Mais ce n’est certainement pas son absence à ses réunions polaires qui a posé problème. C’est plutôt l’utilisation des moyens du quai d’Orsay à des fins politiques ou personnelles.

Ségolène Royal était ambassadrice "Pro Bono", c’est à dire pas payée, bénévole. Elle disposait d’une enveloppe de frais de 100.000 euros maximum par an, contre trois fois moins à son prédécesseur Michel Rocard. Elle n’avait pas de voiture de fonction ni de chauffeur. Pas d’accès aux salles à manger ou aux salles de réception du quai d’Orsay. Mais elle avait le droit à trois collaborateurs. Un directeur de la communication, et une assistante à temps plein plus un chargé de mission en CDD.

Un abus potentiel

Et ce qu’a démontré récemment une enquête de Radio France, c’est que ces collaborateurs payés par le quai d’Orsay, suivaient Ségolène Royal dans toutes ses activités. Dans des réunions politiques, des signatures de son dernier livre, des voyages en Afrique avec sa fondation “désir d’avenir pour la planète”.

Il y avait potentiellement un abus. Deux députés comptaient l’entendre sur le sujet, mais ce n’est sans doute plus à l’ordre du jour.

L’ancienne candidate à la présidentielle se dit victime d’une campagne de dénigrement. Ségolène Royal a dénoncé ce qu’elle a appelé "les insinuations calomnieuses et diffamatoires" en disant: "Ca prouve que je dérange encore".

2022 dans le viseur?

Comme souvent, elle a fait remarquer que les femmes en politique sont toujours plus attaquées que les hommes. Et elle remarque aussi que ces attaques sont arrivées au moment où elle a plusieurs fois laissé entendre qu’elle n’avait pas renoncé à se présenter à la présidentielle.

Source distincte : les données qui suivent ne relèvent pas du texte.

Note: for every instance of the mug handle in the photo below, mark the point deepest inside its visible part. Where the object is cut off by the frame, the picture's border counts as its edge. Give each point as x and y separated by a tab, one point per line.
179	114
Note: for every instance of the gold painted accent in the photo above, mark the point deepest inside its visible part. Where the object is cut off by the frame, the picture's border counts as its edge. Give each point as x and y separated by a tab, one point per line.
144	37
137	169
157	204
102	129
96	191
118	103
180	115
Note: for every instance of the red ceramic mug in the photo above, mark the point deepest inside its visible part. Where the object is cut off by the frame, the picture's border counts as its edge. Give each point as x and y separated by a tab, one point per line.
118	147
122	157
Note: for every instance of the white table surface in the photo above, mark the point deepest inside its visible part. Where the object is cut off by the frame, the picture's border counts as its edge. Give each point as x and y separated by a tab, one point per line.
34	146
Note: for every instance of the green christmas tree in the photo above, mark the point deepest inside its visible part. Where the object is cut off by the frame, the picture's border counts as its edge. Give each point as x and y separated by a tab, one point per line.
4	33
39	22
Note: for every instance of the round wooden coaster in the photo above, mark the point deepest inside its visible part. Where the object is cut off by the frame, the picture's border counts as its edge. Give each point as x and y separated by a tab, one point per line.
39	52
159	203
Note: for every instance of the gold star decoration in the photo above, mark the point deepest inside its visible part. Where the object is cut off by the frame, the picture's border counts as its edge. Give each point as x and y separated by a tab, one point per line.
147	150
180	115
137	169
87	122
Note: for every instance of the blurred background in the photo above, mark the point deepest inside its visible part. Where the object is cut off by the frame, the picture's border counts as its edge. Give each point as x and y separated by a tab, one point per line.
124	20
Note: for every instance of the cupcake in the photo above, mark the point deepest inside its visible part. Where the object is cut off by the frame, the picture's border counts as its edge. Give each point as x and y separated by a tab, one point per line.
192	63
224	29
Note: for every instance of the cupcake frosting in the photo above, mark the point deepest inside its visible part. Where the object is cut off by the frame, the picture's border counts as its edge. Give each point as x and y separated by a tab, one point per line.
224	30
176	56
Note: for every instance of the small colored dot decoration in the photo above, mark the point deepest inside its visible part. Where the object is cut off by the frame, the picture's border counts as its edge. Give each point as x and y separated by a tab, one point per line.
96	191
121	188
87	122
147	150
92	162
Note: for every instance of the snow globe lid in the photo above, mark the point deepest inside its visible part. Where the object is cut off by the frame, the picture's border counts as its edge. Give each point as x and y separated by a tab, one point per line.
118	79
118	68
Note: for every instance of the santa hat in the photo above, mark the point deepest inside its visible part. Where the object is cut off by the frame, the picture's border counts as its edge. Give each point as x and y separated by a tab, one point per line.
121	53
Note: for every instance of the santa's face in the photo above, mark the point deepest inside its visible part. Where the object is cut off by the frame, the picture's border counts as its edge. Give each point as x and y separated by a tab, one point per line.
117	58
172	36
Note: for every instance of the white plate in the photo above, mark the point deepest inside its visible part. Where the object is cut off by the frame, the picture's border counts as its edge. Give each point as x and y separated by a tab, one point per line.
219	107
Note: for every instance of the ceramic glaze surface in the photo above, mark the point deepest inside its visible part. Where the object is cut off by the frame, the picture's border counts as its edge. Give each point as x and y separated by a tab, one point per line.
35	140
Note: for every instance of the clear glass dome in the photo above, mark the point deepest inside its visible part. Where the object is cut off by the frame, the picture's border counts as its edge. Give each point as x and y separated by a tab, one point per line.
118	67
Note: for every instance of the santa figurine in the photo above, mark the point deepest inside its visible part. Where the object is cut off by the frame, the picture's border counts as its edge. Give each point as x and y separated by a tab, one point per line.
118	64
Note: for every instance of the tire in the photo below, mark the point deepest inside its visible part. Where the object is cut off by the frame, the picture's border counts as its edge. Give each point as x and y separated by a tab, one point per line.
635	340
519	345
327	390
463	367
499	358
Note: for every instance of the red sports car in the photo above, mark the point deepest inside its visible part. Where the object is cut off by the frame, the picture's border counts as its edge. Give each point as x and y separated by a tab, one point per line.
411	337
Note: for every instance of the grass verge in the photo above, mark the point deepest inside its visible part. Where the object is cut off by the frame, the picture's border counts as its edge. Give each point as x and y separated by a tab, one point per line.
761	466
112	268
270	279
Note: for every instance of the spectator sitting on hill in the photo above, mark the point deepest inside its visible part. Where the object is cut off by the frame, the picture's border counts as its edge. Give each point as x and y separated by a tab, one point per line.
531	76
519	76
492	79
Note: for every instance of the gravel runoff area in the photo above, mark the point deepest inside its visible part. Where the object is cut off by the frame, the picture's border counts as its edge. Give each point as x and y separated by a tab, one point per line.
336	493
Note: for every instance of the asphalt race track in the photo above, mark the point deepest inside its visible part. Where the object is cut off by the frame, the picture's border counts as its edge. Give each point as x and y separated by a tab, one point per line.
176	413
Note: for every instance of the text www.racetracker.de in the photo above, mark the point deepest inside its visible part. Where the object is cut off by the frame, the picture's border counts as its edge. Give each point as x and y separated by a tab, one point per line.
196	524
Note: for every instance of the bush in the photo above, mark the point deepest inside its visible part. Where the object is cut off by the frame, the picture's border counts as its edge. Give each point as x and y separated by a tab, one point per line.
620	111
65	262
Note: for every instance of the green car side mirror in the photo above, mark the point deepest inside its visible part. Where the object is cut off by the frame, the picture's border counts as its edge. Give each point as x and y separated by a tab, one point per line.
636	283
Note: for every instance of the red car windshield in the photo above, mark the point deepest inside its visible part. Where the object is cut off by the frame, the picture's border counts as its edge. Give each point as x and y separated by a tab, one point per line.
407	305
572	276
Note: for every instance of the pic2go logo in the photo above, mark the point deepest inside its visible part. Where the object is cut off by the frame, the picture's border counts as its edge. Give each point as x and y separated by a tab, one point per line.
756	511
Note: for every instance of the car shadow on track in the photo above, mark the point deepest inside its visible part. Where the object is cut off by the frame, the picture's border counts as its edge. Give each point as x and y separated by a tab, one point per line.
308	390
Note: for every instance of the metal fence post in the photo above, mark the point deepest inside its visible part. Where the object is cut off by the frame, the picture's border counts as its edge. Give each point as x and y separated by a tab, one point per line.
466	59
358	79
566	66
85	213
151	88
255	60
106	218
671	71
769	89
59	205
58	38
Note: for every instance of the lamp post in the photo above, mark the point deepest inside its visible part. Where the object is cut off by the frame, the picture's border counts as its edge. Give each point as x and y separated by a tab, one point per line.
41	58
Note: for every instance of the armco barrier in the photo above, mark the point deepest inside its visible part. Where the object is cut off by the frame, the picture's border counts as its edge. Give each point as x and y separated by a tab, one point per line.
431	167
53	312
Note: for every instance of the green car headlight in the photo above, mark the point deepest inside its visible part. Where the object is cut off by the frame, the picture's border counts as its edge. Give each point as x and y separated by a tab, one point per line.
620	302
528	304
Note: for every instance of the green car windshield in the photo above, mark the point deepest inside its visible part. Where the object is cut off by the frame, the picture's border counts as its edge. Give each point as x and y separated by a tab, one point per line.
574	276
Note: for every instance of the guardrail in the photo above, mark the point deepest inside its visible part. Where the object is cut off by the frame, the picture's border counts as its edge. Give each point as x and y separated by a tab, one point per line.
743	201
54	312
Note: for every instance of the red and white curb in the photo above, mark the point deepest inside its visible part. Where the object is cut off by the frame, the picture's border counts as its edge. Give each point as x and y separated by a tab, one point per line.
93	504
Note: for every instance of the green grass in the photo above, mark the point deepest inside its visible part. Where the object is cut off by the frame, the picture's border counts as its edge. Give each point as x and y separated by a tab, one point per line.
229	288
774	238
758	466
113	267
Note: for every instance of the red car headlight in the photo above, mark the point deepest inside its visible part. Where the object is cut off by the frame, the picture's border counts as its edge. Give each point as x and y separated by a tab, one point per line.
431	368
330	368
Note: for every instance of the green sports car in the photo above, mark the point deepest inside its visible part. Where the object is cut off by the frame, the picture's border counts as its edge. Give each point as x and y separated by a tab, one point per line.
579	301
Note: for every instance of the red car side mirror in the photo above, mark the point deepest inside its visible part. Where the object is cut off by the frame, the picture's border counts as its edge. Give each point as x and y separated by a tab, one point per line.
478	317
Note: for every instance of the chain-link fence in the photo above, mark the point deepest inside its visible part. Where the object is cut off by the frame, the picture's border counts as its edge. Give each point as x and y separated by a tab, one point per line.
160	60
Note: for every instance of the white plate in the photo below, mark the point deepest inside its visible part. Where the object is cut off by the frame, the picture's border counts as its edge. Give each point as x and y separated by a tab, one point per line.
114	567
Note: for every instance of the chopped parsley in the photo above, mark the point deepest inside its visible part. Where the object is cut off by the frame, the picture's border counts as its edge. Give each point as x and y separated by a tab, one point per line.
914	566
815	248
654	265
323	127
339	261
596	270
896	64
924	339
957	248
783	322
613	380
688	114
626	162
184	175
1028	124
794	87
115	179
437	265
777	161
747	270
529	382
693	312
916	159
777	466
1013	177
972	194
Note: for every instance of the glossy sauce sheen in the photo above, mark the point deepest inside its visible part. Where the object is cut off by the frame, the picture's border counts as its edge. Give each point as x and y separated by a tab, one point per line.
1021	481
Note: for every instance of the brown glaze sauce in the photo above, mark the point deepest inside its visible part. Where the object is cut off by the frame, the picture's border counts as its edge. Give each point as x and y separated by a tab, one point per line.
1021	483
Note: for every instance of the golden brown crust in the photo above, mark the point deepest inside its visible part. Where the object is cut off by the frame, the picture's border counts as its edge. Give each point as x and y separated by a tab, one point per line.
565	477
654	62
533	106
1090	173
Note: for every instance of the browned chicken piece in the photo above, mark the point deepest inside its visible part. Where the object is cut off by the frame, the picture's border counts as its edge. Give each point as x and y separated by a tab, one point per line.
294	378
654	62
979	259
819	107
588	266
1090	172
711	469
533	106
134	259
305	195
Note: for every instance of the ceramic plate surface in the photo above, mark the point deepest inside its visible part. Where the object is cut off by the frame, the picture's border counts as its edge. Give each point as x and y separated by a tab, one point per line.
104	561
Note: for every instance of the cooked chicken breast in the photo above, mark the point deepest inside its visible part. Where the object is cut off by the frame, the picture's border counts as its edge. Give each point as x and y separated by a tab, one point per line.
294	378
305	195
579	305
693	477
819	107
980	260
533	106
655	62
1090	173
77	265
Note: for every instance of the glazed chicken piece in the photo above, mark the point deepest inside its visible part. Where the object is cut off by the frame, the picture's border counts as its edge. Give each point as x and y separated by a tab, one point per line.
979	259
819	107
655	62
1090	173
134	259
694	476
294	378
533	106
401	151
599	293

Autrement dit : qu'on cherche à la faire taire. C’est ce que disait son entourage mardi soir. En fait, c’est plutôt en la nommant ambassadrice il y a deux ans qu’Emmanuel Macron pensait pouvoir la faire taire. Et visiblement, ça n’a pas marché. Libérée de ses fonctions, elle va certainement penser de plus en plus à la présidentielle de 2022.